The 2009 year was a watershed for 403(b) plans.  For the first time the Department of Labor (“DOL”) issued regulations requiring 403(b) plan sponsors to operate their plans more in line with traditional 401(k) plans.  The new requirements include a written plan document, fiduciary oversight procedures, annual governmental reporting, and administrative controls to monitor employee deferral limits, loans, and other participant transactions.  In addition, the DOL issued a whole new set of participant and plan level fee disclosure regulations that also applied to 403(b) plans.

Complicating all of this for 403(b) plan sponsors was that many had operated their plans in a multi-vendor environment where employees were able to choose among several different financial institutions, including fixed and variable annuity providers and mutual fund companies.  As a result, compliance had to be coordinated among a disparate group of service providers and service arrangements.

Since 2009, plan sponsors working with their consultants and vendors have made significant progress in working through all of these issues and for the most part have brought their plans into compliance.  However, every year brings a new compliance challenge that was initially unforeseen.  The most recent challenge revolves around satisfying the annual independent audit requirement imposed on plans with over 100 participants.

ERISA requires plans with over 100 participants to engage a CPA to perform an independent audit of the plan’s financial statements and internal controls, and file the auditor’s report with the annual form 5500.  This was a new requirement for 403(b) plans in 2009. The scope of the audit required to be performed is dependent upon how the assets are held. If the assets are held by a qualifying financial institution – such as a custodian, trust bank, or annuity contract – then a “limited scope” audit is sufficient.  Under those circumstances, the auditor can rely upon a certification from the qualifying financial institution that it has the proper controls in place.  If assets are not held by a qualifying financial institution, then the auditor is required to perform a “full scope” audit, resulting in higher costs to the plan sponsor.

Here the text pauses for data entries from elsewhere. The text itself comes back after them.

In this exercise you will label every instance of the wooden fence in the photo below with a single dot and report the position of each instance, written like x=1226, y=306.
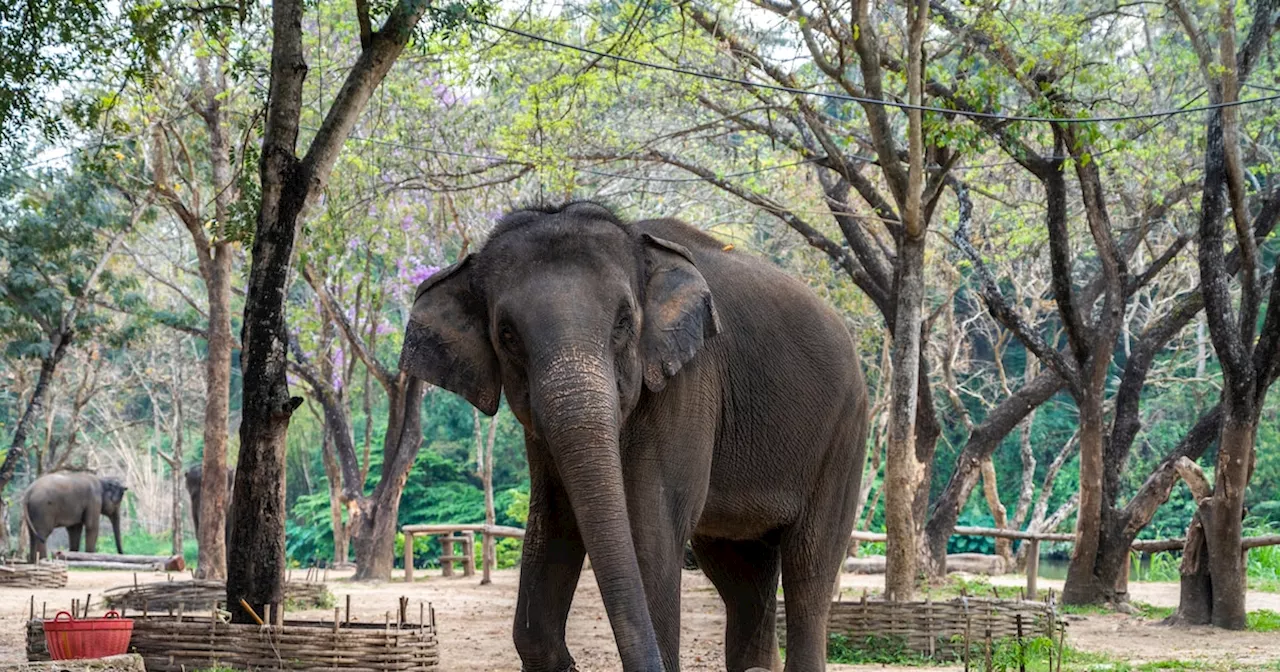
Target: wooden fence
x=181, y=644
x=1033, y=539
x=937, y=629
x=453, y=535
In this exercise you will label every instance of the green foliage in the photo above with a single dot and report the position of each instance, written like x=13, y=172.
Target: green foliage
x=1262, y=621
x=140, y=543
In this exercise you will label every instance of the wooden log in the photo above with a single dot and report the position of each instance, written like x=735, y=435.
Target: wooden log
x=497, y=530
x=956, y=562
x=173, y=563
x=408, y=556
x=124, y=566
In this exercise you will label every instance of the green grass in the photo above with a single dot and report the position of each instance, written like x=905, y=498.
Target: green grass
x=1262, y=621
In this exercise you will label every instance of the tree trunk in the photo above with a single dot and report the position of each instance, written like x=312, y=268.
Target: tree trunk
x=287, y=184
x=378, y=515
x=176, y=471
x=991, y=492
x=1196, y=600
x=1082, y=585
x=35, y=407
x=1224, y=528
x=211, y=562
x=489, y=552
x=903, y=470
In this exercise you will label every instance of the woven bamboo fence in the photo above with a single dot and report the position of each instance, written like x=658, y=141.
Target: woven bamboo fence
x=936, y=629
x=33, y=575
x=200, y=595
x=170, y=644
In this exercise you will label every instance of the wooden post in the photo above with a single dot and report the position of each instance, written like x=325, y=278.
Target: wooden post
x=447, y=552
x=1032, y=566
x=469, y=553
x=408, y=557
x=485, y=549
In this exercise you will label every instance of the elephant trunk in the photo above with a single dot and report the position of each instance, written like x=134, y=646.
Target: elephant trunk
x=575, y=406
x=115, y=530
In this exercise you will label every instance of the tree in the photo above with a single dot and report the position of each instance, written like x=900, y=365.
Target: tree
x=288, y=183
x=60, y=234
x=1214, y=579
x=215, y=243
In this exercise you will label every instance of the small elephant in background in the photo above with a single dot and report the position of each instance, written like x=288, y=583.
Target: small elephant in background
x=195, y=478
x=76, y=501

While the majority of 403(b) plan assets are held in qualifying custodial accounts or annuity contracts, many plans allowed mutual fund companies to set up accounts to receive contributions outside of a custodial or trust account arrangement.  Further, many 403(b) plan sponsors maintained companion 401(a) plans that housed employer-related plan contributions that mimicked the 403(b) plan investment options.  The mutual fund companies under those arrangements have historically sent a certification for the 401(a) plan, but not for the 403(b) since there was no audit requirement prior to 2009.  After 2009, there was a misconception that the 401(a) certification covered both the 401(a) and the 403(b) plans, as the new regulations were not clear.

Mutual fund companies have since sharpened their process and have surprised many plans sponsors with the fact that they will no longer provide the certification necessary to allow for a limited scope audit on a 403(b) plan, even though it appears as though they had done so in the past.  The bad news is if you find yourself in this position, you are now required to have your auditor perform a “full scope” audit in order to obtain a favorable auditor’s report and complete your 5500 filing requirement.  The good news is this can be avoided in the future by contacting the mutual fund company to request that your 403(b) plan be moved to a custodial or trust arrangement.  It is important to do this prior to the start of the next year so that you can avoid being faced with the same costly “full scope” audit for that plan year.